Sir David Murray’s Murrayfield mansion sells for almost £1m under asking price

David Murray
David Murray

EX-Rangers owner Sir David Murray has taken a hit of almost £1 million on the sale of his luxury mansion in Edinburgh.

Four years ago, the steel tycoon was seeking almost £2million for the property in the capital’s posh Murrayfield area when it first went on the market.

But after failing to find a buyer for the three bedroom villa — complete with swimming pool, wine cellar and gym — he put it back on sale at offers over £1,495,000.

Records from Registers of Scotland now reveal an offer of just £1.1 million was recorded as being accepted for the property in Easter Belmont Road last week.

Sir David sold Gers to shamed Craig Whyte for £1 in 2011 before the Ibrox club was plunged into administration.

It was announced his debt-hit former flagship firm MIH was being wound up in January 2015.

Since 2000, he has chaired the Edinburgh-based family firm Murray Capital, which has interests in manufacturing, engineering and oil and gas.

Other houses in Sir David’s street have sold for up to £2.75million. Selling agent Savills website said the property came off the market in October.

Experts believe Scotland’s high value market was badly affected by the independence referendum in 2014, held just after he put his house up for sale.

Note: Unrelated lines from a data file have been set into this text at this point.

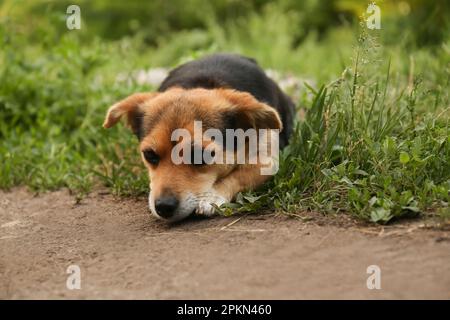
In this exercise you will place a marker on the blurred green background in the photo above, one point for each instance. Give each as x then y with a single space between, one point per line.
387 94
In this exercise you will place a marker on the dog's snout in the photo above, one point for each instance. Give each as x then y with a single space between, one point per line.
166 205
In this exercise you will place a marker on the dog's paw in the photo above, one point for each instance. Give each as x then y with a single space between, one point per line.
206 207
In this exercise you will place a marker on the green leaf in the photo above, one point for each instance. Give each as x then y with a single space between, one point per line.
404 157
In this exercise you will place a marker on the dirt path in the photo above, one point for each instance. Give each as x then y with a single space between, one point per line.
125 253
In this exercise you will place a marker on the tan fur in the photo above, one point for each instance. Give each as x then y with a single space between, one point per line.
178 108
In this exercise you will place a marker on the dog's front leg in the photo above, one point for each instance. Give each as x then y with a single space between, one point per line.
224 190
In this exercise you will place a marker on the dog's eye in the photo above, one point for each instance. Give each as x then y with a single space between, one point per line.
151 157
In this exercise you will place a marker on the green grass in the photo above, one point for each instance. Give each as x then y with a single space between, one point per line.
375 141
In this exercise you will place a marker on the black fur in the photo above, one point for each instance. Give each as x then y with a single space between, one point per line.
235 72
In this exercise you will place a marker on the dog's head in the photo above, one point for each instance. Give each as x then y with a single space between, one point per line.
156 119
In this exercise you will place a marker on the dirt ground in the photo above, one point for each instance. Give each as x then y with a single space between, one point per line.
123 252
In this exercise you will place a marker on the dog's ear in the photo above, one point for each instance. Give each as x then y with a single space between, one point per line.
247 112
129 107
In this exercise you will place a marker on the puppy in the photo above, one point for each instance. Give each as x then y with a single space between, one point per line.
222 92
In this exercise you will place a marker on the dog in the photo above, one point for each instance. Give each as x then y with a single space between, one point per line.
223 91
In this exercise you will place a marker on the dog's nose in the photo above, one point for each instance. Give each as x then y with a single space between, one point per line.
165 206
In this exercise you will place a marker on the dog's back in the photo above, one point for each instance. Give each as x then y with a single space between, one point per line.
235 72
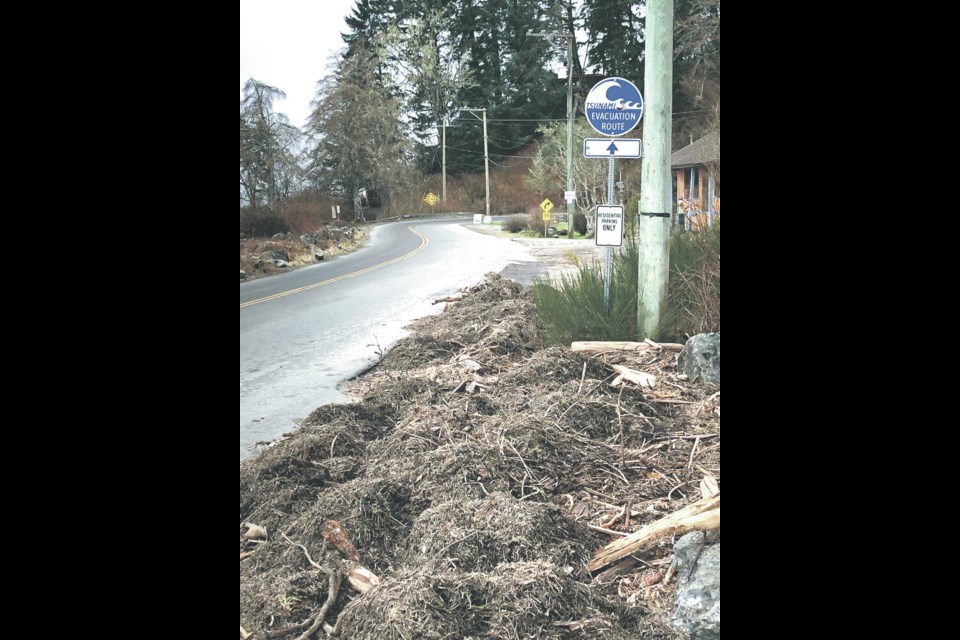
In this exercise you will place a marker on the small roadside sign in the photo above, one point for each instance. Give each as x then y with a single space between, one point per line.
614 106
612 148
609 226
546 206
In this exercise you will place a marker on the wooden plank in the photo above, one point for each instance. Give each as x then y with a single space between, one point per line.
588 346
702 515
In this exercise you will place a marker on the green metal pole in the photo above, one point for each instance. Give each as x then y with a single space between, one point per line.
571 205
486 159
656 187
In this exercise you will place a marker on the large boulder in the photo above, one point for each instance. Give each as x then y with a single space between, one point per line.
697 610
700 359
275 254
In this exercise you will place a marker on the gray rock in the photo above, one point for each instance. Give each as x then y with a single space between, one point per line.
275 254
700 359
697 610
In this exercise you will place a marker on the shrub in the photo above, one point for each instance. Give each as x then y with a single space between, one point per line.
515 224
572 307
580 223
694 296
261 223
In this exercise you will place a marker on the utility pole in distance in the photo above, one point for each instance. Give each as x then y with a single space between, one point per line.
444 199
571 205
486 156
655 187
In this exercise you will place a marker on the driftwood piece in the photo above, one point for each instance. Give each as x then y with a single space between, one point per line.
454 298
255 532
359 577
334 534
702 515
607 346
636 377
362 579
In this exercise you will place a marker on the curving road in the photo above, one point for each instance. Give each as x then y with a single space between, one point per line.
303 332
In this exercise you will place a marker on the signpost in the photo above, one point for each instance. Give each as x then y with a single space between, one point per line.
609 226
613 107
546 206
607 148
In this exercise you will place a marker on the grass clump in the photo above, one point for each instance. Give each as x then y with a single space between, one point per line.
572 307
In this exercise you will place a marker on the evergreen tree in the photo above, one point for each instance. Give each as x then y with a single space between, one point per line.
614 38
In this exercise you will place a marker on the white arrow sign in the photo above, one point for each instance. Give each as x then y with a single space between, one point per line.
612 148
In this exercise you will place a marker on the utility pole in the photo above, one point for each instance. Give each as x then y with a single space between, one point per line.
655 188
486 156
444 199
571 205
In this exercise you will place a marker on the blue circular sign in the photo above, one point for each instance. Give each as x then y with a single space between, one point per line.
614 106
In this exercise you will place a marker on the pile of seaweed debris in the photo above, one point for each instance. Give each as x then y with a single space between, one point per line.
465 493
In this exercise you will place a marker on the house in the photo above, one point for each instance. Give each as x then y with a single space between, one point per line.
697 170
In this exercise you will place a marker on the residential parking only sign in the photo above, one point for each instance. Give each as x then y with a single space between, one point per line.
614 106
609 226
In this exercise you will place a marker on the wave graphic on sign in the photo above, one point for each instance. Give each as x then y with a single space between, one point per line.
622 95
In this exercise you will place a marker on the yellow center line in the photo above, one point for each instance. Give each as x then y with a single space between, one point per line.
423 245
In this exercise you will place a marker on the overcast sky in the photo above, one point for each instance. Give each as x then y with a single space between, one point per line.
287 44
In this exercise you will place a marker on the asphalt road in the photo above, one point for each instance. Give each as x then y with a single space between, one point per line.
303 332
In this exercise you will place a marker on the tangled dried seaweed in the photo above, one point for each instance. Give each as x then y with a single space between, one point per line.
473 477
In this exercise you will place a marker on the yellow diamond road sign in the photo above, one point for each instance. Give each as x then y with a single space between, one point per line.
546 205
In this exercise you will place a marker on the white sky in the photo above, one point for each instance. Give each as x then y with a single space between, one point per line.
287 44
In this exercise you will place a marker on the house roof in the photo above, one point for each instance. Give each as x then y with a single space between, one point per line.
703 151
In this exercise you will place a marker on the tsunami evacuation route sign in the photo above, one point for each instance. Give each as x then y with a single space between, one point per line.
614 106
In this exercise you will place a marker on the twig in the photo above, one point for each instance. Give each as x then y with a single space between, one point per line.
610 531
529 473
599 495
597 386
670 495
306 553
333 588
623 444
693 452
583 378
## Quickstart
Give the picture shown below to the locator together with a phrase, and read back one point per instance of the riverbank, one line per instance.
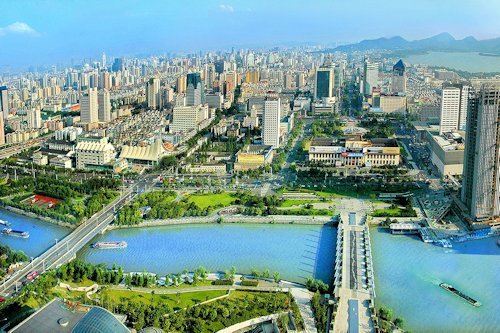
(36, 216)
(272, 219)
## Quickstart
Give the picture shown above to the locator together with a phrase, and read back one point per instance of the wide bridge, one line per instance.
(65, 249)
(354, 289)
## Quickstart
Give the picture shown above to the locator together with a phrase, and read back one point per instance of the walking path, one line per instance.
(303, 299)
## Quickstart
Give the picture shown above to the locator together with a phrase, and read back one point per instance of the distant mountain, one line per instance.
(441, 42)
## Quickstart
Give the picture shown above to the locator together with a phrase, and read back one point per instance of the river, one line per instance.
(467, 61)
(42, 234)
(295, 251)
(407, 271)
(407, 276)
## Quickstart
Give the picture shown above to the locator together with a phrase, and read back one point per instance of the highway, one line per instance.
(65, 250)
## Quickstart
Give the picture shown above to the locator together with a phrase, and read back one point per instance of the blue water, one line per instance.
(466, 61)
(408, 273)
(295, 251)
(42, 234)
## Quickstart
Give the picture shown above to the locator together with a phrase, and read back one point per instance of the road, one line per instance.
(64, 250)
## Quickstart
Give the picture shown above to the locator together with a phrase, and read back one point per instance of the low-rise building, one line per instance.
(447, 153)
(253, 157)
(217, 168)
(93, 152)
(354, 153)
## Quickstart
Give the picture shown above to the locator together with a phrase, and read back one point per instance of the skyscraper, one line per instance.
(2, 129)
(104, 109)
(398, 81)
(454, 98)
(4, 101)
(89, 106)
(324, 81)
(195, 90)
(271, 123)
(34, 118)
(370, 77)
(153, 93)
(481, 177)
(117, 65)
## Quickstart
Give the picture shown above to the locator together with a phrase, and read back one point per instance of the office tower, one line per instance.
(104, 110)
(398, 80)
(370, 77)
(2, 129)
(117, 65)
(454, 100)
(181, 84)
(4, 101)
(153, 93)
(271, 116)
(481, 177)
(89, 106)
(324, 82)
(34, 118)
(195, 90)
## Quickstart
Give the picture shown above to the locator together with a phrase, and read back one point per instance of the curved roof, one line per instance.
(148, 153)
(99, 320)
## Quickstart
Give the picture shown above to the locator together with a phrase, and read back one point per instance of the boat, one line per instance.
(110, 245)
(15, 233)
(460, 294)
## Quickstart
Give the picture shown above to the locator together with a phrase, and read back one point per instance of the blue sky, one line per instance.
(54, 31)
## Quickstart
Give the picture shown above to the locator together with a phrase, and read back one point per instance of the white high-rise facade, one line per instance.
(453, 115)
(153, 93)
(34, 118)
(89, 106)
(370, 77)
(104, 113)
(271, 117)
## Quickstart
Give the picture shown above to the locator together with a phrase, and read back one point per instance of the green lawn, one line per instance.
(296, 202)
(175, 301)
(214, 200)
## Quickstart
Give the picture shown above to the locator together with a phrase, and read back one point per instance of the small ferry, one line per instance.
(460, 294)
(15, 233)
(110, 245)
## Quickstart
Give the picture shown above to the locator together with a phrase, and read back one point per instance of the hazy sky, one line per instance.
(52, 31)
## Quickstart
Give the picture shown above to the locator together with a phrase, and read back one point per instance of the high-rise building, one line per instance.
(4, 101)
(324, 81)
(195, 90)
(34, 118)
(2, 130)
(153, 93)
(271, 123)
(181, 84)
(117, 65)
(104, 110)
(454, 100)
(398, 80)
(481, 176)
(370, 77)
(89, 106)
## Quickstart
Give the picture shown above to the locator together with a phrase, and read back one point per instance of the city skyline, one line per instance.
(212, 25)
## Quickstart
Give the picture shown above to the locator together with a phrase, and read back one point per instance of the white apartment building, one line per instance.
(104, 111)
(454, 101)
(89, 106)
(187, 118)
(271, 121)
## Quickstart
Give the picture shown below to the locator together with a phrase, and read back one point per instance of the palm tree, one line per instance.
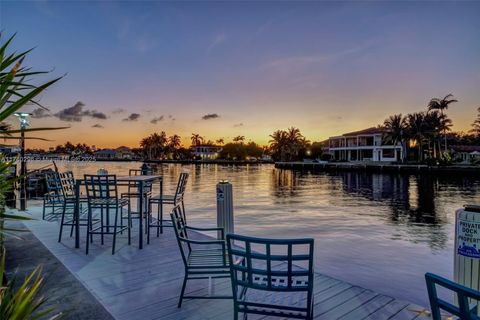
(416, 130)
(278, 144)
(441, 105)
(395, 127)
(196, 139)
(476, 125)
(175, 141)
(239, 139)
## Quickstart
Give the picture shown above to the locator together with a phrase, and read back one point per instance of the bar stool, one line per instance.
(52, 200)
(132, 193)
(67, 183)
(175, 200)
(102, 194)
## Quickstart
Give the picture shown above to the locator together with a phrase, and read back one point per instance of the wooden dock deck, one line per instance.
(145, 284)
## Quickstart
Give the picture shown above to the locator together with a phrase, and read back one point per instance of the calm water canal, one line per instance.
(382, 232)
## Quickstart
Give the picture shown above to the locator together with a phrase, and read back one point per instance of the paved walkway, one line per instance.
(66, 294)
(145, 284)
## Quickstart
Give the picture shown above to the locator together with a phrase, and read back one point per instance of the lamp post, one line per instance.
(23, 118)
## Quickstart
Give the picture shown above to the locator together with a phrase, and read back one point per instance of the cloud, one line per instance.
(218, 39)
(156, 120)
(210, 116)
(118, 111)
(296, 62)
(40, 113)
(132, 117)
(76, 113)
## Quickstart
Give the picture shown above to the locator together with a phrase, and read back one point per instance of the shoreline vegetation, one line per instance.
(372, 167)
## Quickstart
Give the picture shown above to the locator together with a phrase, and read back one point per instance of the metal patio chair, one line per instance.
(102, 195)
(132, 193)
(175, 200)
(271, 277)
(464, 311)
(52, 199)
(203, 259)
(68, 200)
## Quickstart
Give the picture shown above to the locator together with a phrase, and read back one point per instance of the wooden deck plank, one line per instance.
(336, 300)
(352, 304)
(145, 284)
(410, 311)
(364, 311)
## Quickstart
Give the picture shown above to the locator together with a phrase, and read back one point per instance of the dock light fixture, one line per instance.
(24, 124)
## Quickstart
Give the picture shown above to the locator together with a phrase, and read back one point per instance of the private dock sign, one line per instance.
(468, 238)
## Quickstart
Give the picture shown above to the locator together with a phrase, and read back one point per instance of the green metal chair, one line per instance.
(271, 277)
(161, 199)
(52, 199)
(68, 201)
(103, 196)
(463, 294)
(203, 259)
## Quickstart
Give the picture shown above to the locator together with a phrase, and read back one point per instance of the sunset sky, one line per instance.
(223, 69)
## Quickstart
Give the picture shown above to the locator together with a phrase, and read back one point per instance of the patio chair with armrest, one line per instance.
(464, 310)
(271, 277)
(202, 259)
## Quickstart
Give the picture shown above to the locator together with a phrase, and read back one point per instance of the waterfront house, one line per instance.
(466, 154)
(206, 152)
(123, 153)
(9, 149)
(105, 154)
(363, 145)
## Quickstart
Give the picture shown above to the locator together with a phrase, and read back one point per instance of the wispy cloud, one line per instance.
(132, 117)
(118, 111)
(210, 116)
(296, 62)
(218, 39)
(76, 113)
(40, 113)
(157, 119)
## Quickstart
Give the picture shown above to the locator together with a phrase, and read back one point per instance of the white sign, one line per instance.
(468, 238)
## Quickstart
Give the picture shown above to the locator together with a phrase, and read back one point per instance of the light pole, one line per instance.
(23, 118)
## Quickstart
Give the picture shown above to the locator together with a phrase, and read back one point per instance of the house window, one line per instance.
(388, 153)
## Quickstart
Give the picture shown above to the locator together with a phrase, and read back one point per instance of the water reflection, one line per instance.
(391, 226)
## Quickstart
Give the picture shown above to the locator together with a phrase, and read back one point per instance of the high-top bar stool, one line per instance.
(67, 183)
(52, 200)
(175, 200)
(132, 193)
(102, 194)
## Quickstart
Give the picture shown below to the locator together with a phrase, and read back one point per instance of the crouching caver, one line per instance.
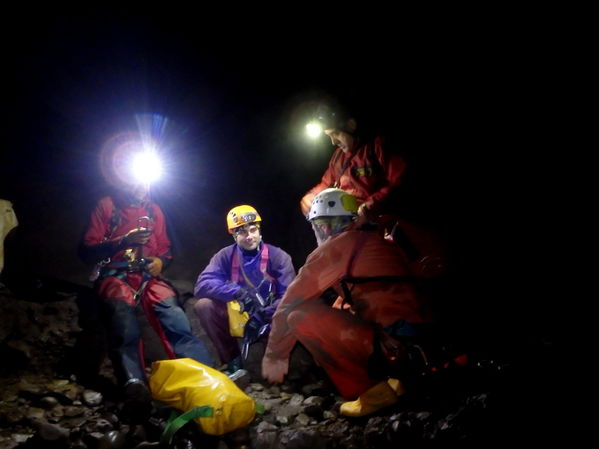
(383, 303)
(127, 236)
(250, 271)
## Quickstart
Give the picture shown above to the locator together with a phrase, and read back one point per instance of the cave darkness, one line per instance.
(470, 117)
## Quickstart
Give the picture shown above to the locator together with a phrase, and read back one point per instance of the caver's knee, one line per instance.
(203, 306)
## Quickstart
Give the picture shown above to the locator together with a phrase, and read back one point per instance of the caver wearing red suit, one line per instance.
(366, 167)
(342, 341)
(114, 236)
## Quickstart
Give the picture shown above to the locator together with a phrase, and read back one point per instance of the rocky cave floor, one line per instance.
(499, 397)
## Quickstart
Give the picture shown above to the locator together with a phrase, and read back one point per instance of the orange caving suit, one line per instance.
(340, 341)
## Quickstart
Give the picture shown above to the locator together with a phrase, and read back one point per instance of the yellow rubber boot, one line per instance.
(372, 400)
(397, 386)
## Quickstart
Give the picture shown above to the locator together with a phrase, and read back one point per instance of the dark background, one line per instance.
(470, 109)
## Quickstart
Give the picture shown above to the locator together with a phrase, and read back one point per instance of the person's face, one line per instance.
(322, 230)
(341, 139)
(248, 237)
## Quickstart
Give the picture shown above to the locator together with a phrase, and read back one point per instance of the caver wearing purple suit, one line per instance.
(250, 271)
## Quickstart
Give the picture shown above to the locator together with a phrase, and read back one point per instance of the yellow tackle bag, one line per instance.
(237, 320)
(189, 386)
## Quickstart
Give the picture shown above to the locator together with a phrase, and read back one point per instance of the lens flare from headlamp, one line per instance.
(146, 167)
(314, 129)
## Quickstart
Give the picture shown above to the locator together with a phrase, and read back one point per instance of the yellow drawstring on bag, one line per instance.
(185, 384)
(237, 320)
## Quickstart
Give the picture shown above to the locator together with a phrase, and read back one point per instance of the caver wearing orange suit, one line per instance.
(340, 340)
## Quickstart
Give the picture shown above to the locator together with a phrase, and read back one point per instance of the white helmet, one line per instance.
(333, 203)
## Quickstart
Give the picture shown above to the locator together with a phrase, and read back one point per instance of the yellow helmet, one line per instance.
(242, 215)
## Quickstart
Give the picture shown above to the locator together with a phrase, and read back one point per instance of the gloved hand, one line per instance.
(247, 301)
(155, 266)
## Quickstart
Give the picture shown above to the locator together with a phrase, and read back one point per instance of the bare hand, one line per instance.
(274, 370)
(155, 266)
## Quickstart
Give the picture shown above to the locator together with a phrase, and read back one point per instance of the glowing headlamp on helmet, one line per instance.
(240, 216)
(332, 212)
(325, 117)
(128, 160)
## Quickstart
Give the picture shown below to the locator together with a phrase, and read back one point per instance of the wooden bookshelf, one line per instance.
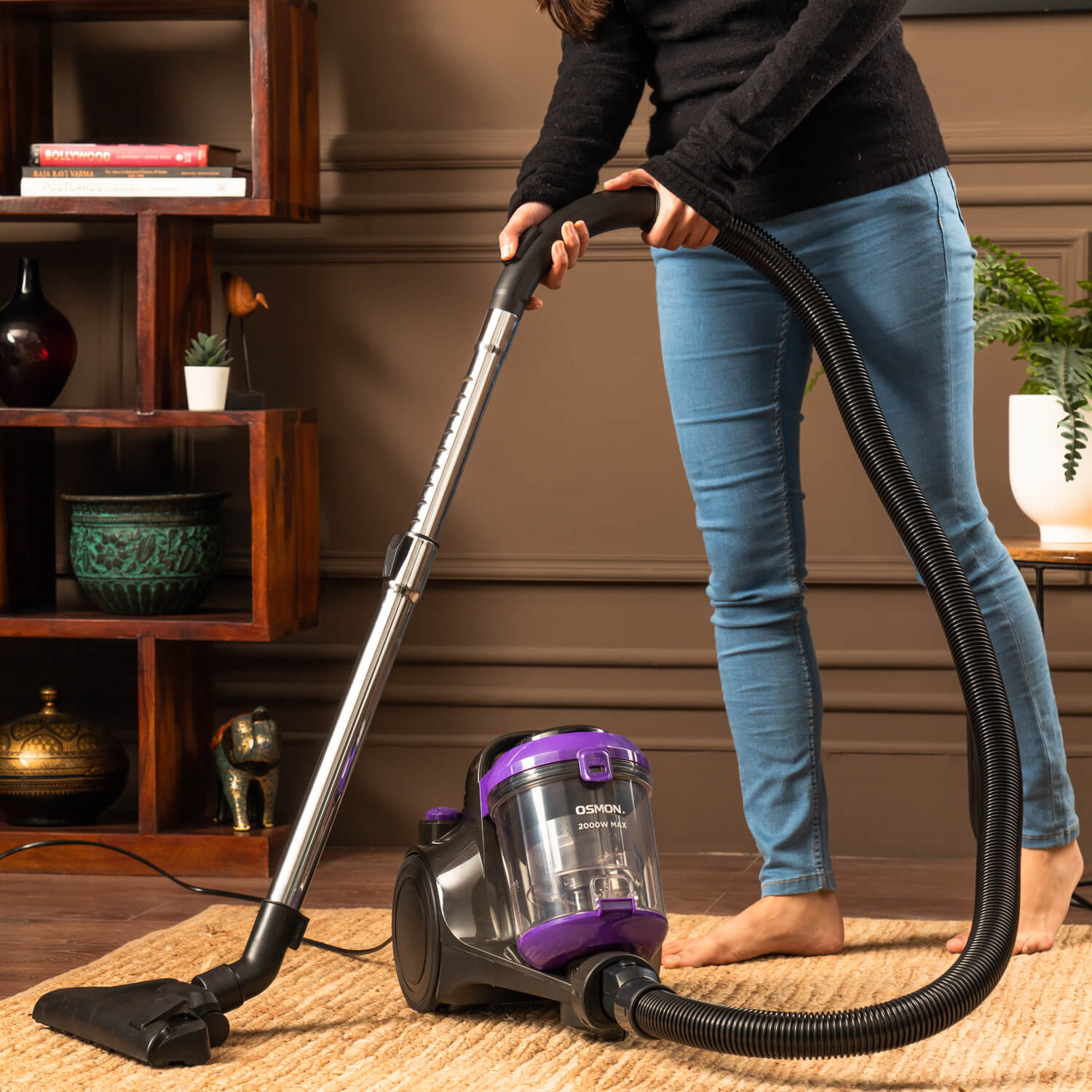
(174, 295)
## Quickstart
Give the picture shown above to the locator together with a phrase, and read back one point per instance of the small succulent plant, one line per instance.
(207, 351)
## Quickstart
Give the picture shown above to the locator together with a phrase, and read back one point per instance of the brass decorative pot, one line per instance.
(56, 770)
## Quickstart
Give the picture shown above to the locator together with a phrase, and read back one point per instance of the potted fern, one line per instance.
(1048, 423)
(207, 367)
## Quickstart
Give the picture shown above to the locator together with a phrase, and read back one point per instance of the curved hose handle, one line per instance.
(602, 212)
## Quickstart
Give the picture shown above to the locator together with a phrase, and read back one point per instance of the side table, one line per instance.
(1039, 557)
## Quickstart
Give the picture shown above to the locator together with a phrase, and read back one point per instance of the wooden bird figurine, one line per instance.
(240, 297)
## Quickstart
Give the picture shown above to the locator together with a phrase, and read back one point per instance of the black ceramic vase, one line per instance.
(37, 344)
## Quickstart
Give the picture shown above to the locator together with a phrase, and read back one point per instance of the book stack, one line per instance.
(135, 170)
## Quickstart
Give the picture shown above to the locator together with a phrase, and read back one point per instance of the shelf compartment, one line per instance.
(284, 526)
(210, 626)
(207, 850)
(111, 209)
(284, 104)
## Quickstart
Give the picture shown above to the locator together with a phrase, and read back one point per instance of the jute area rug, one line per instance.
(336, 1024)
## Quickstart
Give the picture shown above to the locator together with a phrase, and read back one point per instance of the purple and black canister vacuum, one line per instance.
(545, 884)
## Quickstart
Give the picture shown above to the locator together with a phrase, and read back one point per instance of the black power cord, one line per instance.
(1079, 900)
(189, 887)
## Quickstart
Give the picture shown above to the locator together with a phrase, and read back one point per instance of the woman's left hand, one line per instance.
(677, 225)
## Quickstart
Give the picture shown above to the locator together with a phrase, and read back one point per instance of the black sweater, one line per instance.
(762, 107)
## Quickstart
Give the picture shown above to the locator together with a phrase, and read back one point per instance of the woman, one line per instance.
(810, 117)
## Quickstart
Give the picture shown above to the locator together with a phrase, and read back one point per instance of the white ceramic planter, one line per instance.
(1037, 450)
(205, 388)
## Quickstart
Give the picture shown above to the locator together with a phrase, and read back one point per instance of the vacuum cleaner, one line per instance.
(545, 884)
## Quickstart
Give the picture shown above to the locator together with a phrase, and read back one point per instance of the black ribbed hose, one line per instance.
(965, 984)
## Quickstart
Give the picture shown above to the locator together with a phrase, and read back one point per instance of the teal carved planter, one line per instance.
(146, 555)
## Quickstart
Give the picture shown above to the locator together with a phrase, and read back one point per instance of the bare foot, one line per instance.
(1048, 879)
(786, 924)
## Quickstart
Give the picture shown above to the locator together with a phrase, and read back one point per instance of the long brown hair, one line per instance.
(577, 17)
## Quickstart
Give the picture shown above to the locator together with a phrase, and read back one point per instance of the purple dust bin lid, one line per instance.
(443, 815)
(617, 923)
(594, 753)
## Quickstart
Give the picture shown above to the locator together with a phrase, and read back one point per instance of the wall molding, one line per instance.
(426, 152)
(604, 568)
(986, 141)
(506, 655)
(290, 685)
(670, 744)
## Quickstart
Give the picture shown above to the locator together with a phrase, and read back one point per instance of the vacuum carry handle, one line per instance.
(602, 212)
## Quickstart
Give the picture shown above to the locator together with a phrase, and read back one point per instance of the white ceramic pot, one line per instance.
(1037, 450)
(205, 388)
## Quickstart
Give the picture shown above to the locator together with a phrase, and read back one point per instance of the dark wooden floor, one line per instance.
(50, 924)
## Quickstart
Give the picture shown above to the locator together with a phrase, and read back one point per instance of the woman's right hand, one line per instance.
(567, 250)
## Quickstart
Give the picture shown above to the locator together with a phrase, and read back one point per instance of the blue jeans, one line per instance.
(899, 266)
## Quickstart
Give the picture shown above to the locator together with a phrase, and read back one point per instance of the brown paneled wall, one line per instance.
(570, 581)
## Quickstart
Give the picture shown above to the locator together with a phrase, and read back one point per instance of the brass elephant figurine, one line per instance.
(247, 753)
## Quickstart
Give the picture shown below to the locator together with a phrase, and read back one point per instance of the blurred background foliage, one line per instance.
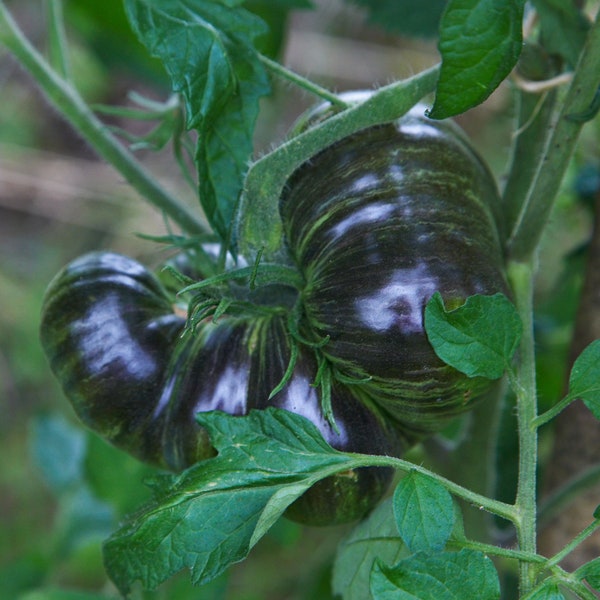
(62, 490)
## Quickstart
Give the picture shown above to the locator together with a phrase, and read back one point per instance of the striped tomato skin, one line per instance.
(138, 377)
(376, 224)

They believe confidence at the top end of the Scottish property market was eroded even further when the Scottish Government’s land and buildings transaction tax came into effect a year later, adding thousands to the cost of high-value homes.

The new owner will have had to pay £90,350 in LBTT for Sir David’s home.

Adjoining Murrayfield golf club, Sir David’s villa has a leisure suite, complete with swimming pool, fitness room and dressing room.

The wine cellar caters for Sir David’s love of fine wine, a collection he has put together from his own vineyard in France.

There is a lift to the first floor.

The sales material highlights the fact that the owners have been granted permission to demolish the two-storey mansion and build a country house in the Art Deco style.